Jatim Today, Surabaya - Guru Besar Ilmu Komunikasi Universitas Airlangga (Unair), Prof. Henri Subiakto, membuat pernyataan mengejutkan terkait keyakinannya terhadap keaslian foto wisuda Presiden ke-7 RI, Joko Widodo. Sempat menjadi pihak yang sangat yakin, Henri kini berbalik arah dan mendorong transparansi penuh.
Melalui keterangannya di media sosial X pada Jumat (30/1/2026), Henri mengaku bahwa dahulu ia mempercayai keaslian foto tersebut hingga angka 99 persen karena kemiripan wajah yang dinilai sangat meyakinkan.
Tergerus Inkonsistensi Politik
Namun, keyakinan akademisi ini luntur seiring pengamatannya terhadap dinamika politik dan sikap Jokowi yang dinilainya sering tidak konsisten. Henri menyoroti adanya perubahan etika berpolitik yang menurutnya dilakukan tanpa rasa bersalah.
"Dulu saya percaya 99 persen... Namun setelah proses panjang, ketahuan tokoh kita ini sering dengan entengnya bicara berubah-ubah. Bicara tidak jujur tanpa beban," ungkap Henri tajam.
Kondisi ini, menurutnya, membuat para akademisi terkejut dan merasa seperti mengalami "mimpi di siang bolong" karena menyaksikan hal-hal yang sebelumnya tidak pernah terbayangkan terjadi di depan mata.
Dorong Uji Independen dan Transparansi
Kini, dengan sikap yang lebih kritis dan pesimis, Prof. Henri menuntut agar polemik ijazah dan foto wisuda ini diselesaikan secara ilmiah dan terbuka. Ia meminta agar dokumen asli tersebut dibuka ke publik untuk diuji oleh ahli independen.
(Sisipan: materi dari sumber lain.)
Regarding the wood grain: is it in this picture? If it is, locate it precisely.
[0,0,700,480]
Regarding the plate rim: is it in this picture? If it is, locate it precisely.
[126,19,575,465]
"Kalau memang foto-foto dulu itu betul, biarkan konsistensi terjadi dengan cara dibuka saja ijazah Pak Jokowi di depan publik. Biarkan rakyat melihat dan para ahli independen mengujinya supaya kontroversi ini segera selesai," tegasnya.
Kritik Penerapan UU ITE
Prof. Henri, yang sebelumnya juga pernah menjadi saksi ahli bagi pihak Roy Suryo Cs, kembali mengingatkan bahayanya penyalahgunaan UU ITE dalam membungkam sikap kritis. Ia menilai jika dalam kasus yang menjadi sorotan publik saja penerapan hukumnya bermasalah, maka hal serupa berpotensi terjadi pada perkara-perkara kecil lainnya yang luput dari perhatian masyarakat.
Pernyataan ini menambah panjang daftar akademisi yang mempertanyakan transparansi dokumen pendidikan mantan orang nomor satu di Indonesia tersebut, di tengah proses hukum yang masih bergulir di kepolisian.